Sinds het verschijnen van de Integrale nota biotechnologie in 20002 wordt het beleid voor biotechnologie integraal voorbereid en vastgesteld door de betrokken departementen. Dit beleid omvat verschillende toepassingsgebieden, zoals de industriële biotechnologie, de medische biotechnologie en de agrarische biotechnologie. In 2003 is een integraal toetsingskader voor biotechnologische ontwikkelingen opgesteld, verantwoord en zorgvuldig toetsen3. Daarin is aangegeven welke waarborgen in de wet- en regelgeving voor biotechnologie zijn opgenomen om de randvoorwaarden te bewaken waarbinnen een verantwoorde toepassing van biotechnologie mogelijk is. De waarden vrijheid, veiligheid en gezondheid, duurzaamheid, menselijke waardigheid en intrinsieke waarde van het dier worden door normen beschermd.

De normen zijn vanwege de uiteenlopende toepassingsgebieden van de biotechnologie en het dynamische karakter van dit vakgebied niet in één wetsinstrument vastgelegd. Het toetsingskader ligt vast in diverse wetten en regels met verschillende toetsingsmomenten. In sommige gevallen is ervoor gekozen om in de wetgeving een concrete norm vast te leggen, bijvoorbeeld door in de embryowet het kloneren van mensen te verbieden. In andere gevallen is er voor gekozen om een zogenaamde procesnorm te hanteren. Dit houdt in dat in de regelgeving de procedures worden vastgelegd waarlangs besluitvorming in concrete gevallen kan plaatsvinden. Dit laat de ruimte om rekening te houden met de specifieke aspecten van een bepaalde casus, zoals de soort handeling, het betrokken organisme en de in het geding zijnde waarden. Zo wordt bijvoorbeeld bij de beoordeling van de toelaatbaarheid van genetische modificatie van micro-organismen en planten beoordeeld of de veiligheid voor mens en milieu niet in gevaar komt. Ook zijn er waarborgen voor een transparante besluitvorming en de keuzevrijheid voor de consument in de regelgeving opgenomen. Hierdoor worden de waarden vrijheid, veiligheid, gezondheid en duurzaamheid beschermd. Als het gaat om biotechnologische handelingen bij dieren of gentherapie bij mensen zijn dezelfde waarborgen van toepassing. Hierbij wordt bovendien een afweging gemaakt van het beoogde doel van de handeling tegen de mogelijke aantasting van de intrinsieke waarde van het dier respectievelijk de menselijke waardigheid.

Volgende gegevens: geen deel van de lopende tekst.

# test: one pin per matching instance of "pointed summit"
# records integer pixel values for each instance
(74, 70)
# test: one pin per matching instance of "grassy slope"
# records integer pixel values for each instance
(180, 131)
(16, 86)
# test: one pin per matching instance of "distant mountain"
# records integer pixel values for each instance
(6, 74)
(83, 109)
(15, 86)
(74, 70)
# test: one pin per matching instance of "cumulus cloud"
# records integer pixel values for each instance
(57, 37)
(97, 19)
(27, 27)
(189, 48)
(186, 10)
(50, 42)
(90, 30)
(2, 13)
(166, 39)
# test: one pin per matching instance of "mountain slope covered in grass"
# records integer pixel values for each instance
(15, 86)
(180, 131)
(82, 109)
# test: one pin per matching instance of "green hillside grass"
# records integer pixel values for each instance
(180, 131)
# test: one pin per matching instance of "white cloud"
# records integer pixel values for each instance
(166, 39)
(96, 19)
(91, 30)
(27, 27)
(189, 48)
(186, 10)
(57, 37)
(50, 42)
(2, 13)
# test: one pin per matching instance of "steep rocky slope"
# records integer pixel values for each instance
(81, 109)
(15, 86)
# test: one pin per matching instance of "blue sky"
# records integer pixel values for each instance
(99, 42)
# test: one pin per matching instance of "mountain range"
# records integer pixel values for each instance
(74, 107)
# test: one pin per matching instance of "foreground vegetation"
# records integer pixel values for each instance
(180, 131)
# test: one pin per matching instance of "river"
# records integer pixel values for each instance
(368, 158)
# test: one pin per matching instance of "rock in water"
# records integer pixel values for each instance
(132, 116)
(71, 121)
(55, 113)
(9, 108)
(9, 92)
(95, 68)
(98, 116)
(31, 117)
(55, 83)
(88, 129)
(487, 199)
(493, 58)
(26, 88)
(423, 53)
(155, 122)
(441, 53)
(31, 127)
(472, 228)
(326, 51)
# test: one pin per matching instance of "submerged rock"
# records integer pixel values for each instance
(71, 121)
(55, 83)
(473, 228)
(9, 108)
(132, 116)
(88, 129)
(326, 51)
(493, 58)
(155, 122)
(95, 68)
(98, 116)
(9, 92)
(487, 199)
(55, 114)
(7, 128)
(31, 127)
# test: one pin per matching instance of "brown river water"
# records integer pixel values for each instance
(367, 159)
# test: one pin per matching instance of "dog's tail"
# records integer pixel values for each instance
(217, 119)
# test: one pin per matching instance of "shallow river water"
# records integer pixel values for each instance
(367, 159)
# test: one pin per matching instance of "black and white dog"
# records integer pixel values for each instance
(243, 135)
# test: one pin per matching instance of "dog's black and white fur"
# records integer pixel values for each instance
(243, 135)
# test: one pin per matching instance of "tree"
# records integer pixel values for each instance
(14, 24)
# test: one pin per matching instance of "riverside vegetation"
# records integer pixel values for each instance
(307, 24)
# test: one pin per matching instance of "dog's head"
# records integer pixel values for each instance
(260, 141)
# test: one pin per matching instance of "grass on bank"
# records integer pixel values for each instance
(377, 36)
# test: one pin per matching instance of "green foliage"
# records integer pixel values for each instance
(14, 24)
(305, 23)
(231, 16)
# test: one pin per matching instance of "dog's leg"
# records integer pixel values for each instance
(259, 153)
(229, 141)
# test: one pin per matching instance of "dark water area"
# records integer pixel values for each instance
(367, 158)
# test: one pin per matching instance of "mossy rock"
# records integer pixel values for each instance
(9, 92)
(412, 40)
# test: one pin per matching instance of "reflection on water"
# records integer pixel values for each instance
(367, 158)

Bij de uitvoering van de procesnormen is vaak een belangrijke rol weggelegd voor expertcommissies. Zij zijn in veel gevallen verantwoordelijk voor technisch-wetenschappelijke advisering en ethisch-maatschappelijke informering/signalering aan betrokken bewindspersonen. Hiertoe bestaan de commissies uit experts op verschillende wetenschappelijke gebieden en uit verschillende sectoren, zoals biologen, ecologen, medici, ethici en sociaalwetenschappers. De expertcommissies spelen ook een belangrijke rol in het actueel houden van het toetsingskader door het tijdig signaleren van ontwikkelingen in de biotechnologie die aanleiding zouden kunnen geven tot beleidsreacties van de overheid. Bij de behandeling in de Tweede Kamer van het integrale toetsingskader is afgesproken om deze signaleringsfunctie te bundelen in een trendmatige analyse van biotechnologische ontwikkelingen, de Trendanalyse biotechnologie. De eerste Trendanalyse verscheen in 20041.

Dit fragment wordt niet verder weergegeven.